Flexural rigidity of a bar

In a beam or rod, flexural rigidity (defined as EI) varies along the length as a function of x shown in the following equation:

$\ EI {dy \over dx}\ = \int_{0}^{x} M(x) dx + C_1$

where $E$ is the Young's modulus (in Pa), $I$ is the second moment of area (in m4), $y$ is the transverse displacement of the beam at x, and $M(x)$ is the bending moment at x.

Flexural rigidity has SI units of Pa·m4 (which also equals N·m²).

Flexural rigidity of a plate (e.g. the lithosphere)

Main article: Plate theory

The thin lithospheric plates which cover the surface of the Earth are also subject to flexure, when a load or force is applied to them. On a geological timescale, the lithosphere behaves elastically (in first approach) and can therefore bend under loading by mountain chains, volcanoes and so on.

The flexure of the plate depends on:

1. The plate thickness (usually referred to as mechanical thickness of the lithosphere).
2. The elastic properties of the plate
3. The applied load or force

As flexural rigidity of the plate is determined by the Young's modulus, Poisson's ratio and cube of the plate's elastic thickness, it is a governing factor in both (1) and (2).

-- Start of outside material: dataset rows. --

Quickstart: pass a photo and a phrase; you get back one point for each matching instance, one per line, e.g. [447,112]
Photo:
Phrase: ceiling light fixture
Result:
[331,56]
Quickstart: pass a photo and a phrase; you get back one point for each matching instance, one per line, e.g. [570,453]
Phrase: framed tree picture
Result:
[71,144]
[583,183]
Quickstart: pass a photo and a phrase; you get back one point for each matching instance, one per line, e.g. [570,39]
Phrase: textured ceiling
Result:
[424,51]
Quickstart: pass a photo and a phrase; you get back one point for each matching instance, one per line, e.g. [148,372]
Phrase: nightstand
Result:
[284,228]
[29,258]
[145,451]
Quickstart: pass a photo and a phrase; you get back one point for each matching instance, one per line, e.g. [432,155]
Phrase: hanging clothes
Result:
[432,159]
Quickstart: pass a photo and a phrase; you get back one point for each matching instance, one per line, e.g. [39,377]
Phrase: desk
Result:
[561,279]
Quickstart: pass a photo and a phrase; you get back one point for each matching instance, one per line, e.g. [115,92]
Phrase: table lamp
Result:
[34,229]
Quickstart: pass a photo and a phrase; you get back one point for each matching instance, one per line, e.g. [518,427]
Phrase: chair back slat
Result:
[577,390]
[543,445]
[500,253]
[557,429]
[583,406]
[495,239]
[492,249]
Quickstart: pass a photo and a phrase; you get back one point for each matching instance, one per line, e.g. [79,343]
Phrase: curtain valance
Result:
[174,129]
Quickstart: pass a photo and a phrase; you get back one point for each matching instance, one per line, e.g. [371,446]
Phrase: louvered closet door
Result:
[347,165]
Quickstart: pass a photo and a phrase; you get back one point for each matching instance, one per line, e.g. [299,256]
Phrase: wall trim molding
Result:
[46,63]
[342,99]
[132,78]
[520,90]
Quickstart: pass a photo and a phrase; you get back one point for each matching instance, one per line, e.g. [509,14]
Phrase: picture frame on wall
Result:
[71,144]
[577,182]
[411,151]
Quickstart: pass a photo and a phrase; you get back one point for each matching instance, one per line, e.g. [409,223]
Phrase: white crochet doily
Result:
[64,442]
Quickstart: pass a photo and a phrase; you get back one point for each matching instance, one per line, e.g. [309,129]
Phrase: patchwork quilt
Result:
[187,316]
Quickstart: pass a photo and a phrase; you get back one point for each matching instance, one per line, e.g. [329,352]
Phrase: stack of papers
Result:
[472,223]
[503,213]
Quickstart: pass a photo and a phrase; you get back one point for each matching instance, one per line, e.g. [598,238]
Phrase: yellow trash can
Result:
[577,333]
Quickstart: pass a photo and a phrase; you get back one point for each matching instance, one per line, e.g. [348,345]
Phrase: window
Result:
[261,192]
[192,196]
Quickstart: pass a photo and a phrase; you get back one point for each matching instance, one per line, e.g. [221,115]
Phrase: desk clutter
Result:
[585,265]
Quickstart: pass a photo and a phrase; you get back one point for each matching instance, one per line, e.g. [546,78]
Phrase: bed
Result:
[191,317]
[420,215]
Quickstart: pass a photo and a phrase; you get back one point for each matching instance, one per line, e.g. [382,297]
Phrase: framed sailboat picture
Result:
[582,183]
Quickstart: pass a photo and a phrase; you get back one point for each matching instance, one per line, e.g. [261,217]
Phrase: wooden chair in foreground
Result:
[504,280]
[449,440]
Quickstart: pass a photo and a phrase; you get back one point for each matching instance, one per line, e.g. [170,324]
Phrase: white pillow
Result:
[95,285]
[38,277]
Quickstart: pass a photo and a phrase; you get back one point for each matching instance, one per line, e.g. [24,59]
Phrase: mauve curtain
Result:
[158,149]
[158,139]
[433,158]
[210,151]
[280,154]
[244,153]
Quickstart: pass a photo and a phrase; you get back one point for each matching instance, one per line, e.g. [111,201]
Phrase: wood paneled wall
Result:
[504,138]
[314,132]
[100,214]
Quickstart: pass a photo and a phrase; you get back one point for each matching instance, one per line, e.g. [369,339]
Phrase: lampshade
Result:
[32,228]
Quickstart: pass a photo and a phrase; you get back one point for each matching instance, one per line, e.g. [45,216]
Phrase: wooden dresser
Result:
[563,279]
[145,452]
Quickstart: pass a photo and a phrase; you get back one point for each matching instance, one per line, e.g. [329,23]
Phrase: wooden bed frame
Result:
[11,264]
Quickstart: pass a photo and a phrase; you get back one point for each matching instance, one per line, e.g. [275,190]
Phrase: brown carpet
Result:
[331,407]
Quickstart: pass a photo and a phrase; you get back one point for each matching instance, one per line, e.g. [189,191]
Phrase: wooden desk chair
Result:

Flexural Rigidity[1] $D = \dfrac{Eh_e^3}{12(1-\nu^2)}$

$E$ = Young's Modulus

$h_e$ = elastic thickness (~10–15 km)

$\nu$ = Poisson's Ratio

Flexural rigidity of a plate has units of Pa·m3, i.e. one dimension of length less from the one for the rod, as it refers to the moment per unit length per unit of curvature, and not the total moment. I is termed as moment of inertia.J is denoted as 2nd moment of inertia/polar moment of inertia.